No, your supplement stack won’t kill you
Before we start, let me remind everyone that we need to invest in robust gerotherapeutics – that is small molecule drugs - that will substantially extend lifespan. So please support real, hardcore aging research, which ranges from basic to translational.
Here are three ways to support us:
https://www.levf.org/donate
Buy and hold VITA tokens to support VitaDAO
https://www.vitadao.com/
Listen to the VitaDAO Aging Science Podcast
Meanwhile, there is time to discuss what we can currently do.
Many people are taking supplements, some of which could indeed extend your lifespan. Emphasis on could. The idea is certainly not far-fetched if you have followed the science. But what happens when you combine multiple promising supplements and substances? Some people like Andrew Steele recently argued on twitter that this is likely dangerous.
https://twitter.com/statto/status/1803784862563697093
My stance is that we do not know enough about combinations, but I consider it unlikely that they would be very harmful and Andrew’s proclamation too certain.
Should you supplement 40 different compounds? Probably not because many of the compounds just by themselves already lack strong evidence. Would it be harmful to take 5 or 10 different supplements? I doubt it. In fact, most treatments are likely to be additive, albeit with diminishing returns.
Cohort studies and intuitions about combinations
Let us start with what I will call “The argument from diet”. Consider this. Our diet is full of bioactive substances and yet there is little evidence for unexpected interactions, where two healthy dietary patterns together are harmful. (To be entirely fair, this is also an area that is understudied and very difficult to tackle.)
I would like to start with an almost philosophical rebuttal. Lifestyle choices also have a substantial impact on our physiology, so they too should be subject to interaction effects. If harmful interactions are indeed common it should be risky to combine good sleep, a healthy diet, endurance and strength training, with whey powder and the occasional tequila sunrise because this is already an immensely complex mixture of things. Any deviation from the mean pushes you into territory that is not well-covered by observational studies. If less than 1% of the population follows an overall super healthy lifestyle we will not have enough data on them (quantity) and the data quality will be low since they are such an elite subset, introducing additional biases. In the most extreme case everyone can be taken as a unique point in a highly multi-dimensional space (c.f. Curse of Dimensionality). Wouldn’t a healthy lifestyle be quite risky if there is a non-trivial number of dangerous interactions?

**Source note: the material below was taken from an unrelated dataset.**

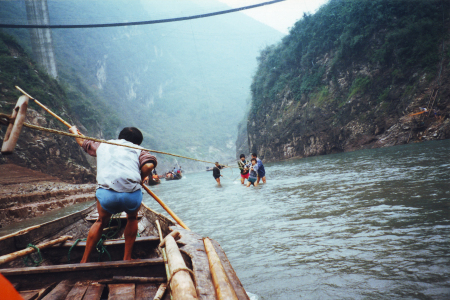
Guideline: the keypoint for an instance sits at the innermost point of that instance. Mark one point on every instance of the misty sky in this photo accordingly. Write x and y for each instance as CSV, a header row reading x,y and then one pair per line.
x,y
280,16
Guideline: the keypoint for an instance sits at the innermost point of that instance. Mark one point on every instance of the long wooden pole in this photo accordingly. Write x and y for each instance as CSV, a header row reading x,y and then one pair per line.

Although the preceding argument is meant as a somewhat clever combination of intuition and reductio ad absurdum, this argument is not entirely crazy. One can certainly argue that being top quartile for some healthy behaviors and dietary patterns is good but being top decile in every possible way is not. We simply have no idea whatsoever about these complex interactions even just considering bioactives plus healthy lifestyle. One can make the reasonable case for moderation from this! (Biohacking and supplement naysayers usually make the unreasonable, lazy argument for moderation. Just heed the 80:20 rules, they will say, followed by sneering and implications of orthorexia.)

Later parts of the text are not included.